In 2021's Liberty Times Net interview, Chen Yu mentioned that she was dating a chef who was four years older than her. They have been dating each other since 2016.

=== Personal hobbies ===
Chen Yu stated that she loves to engage in outdoor activities in 2019's Ms. Ocean interview. During the interview, she shared the outdoor activities she had learned so far. She expressed a preference for sports that require technical problem-solving skills, stating that she finds the challenge exhilarating.
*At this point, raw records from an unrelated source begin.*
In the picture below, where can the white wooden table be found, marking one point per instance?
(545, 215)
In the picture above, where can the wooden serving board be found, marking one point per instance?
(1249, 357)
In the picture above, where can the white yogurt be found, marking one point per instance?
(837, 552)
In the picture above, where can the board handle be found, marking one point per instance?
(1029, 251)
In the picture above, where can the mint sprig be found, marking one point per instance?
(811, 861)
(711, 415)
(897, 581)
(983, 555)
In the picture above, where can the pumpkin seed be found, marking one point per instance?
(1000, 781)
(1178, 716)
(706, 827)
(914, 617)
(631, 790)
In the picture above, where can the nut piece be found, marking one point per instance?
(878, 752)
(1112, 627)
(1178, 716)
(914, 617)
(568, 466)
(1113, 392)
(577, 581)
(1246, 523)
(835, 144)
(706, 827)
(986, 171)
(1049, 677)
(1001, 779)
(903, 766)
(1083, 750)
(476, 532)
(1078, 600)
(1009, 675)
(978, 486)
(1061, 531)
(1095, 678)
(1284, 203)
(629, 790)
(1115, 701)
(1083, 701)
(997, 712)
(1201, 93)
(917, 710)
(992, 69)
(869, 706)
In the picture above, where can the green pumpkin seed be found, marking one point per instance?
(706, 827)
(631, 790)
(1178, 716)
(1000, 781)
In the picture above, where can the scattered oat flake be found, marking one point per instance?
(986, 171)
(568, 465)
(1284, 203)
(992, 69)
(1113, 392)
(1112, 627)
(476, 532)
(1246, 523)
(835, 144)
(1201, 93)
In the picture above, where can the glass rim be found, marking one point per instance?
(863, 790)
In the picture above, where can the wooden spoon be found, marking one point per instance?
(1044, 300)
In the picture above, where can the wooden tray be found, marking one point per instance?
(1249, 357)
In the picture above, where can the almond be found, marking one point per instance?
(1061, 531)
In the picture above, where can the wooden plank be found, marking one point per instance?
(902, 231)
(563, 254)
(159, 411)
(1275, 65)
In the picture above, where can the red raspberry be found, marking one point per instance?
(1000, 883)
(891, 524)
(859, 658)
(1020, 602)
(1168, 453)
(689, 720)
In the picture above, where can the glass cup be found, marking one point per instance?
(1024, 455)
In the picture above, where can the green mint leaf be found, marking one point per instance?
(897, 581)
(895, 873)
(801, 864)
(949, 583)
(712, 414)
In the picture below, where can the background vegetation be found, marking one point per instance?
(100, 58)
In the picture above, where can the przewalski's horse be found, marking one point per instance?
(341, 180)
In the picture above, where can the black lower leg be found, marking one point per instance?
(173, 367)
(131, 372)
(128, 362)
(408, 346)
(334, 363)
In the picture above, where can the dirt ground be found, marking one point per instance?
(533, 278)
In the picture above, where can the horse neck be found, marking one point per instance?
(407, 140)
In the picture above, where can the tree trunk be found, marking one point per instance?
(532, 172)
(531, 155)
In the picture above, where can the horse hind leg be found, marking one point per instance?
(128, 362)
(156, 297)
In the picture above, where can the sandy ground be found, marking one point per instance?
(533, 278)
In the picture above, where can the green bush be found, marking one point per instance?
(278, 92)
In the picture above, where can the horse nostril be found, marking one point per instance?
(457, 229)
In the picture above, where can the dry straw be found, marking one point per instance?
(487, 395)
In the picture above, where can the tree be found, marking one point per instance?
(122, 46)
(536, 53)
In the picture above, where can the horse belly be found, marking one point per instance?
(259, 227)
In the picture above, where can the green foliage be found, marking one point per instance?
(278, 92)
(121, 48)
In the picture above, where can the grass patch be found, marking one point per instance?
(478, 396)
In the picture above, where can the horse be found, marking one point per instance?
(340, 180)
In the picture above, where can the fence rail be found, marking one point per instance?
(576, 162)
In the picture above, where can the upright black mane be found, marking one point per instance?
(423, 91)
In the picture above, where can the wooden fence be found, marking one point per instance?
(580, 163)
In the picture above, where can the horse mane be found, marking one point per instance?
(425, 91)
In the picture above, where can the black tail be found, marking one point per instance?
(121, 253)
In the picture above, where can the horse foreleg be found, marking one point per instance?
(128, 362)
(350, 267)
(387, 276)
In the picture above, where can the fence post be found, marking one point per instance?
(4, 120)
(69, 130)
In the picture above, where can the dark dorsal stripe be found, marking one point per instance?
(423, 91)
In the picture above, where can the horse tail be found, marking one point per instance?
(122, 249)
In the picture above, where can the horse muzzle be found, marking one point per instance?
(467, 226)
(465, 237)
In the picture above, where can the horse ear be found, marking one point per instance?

Among her hobbies are swimming, skateboarding, bouldering, and freediving, which she particularly enjoys.

In 2019, Chen Yu was chosen as a charity ambassador for Zenan Homeless Social Welfare Foundation. The events she participated in were mainly for those in need. As a charity ambassador, Chen Yu called for improvements to the lives of those in need. She also promoted the charity events held by Zenan Homeless Social Welfare Foundation by filming a short clip on its official YouTube channel.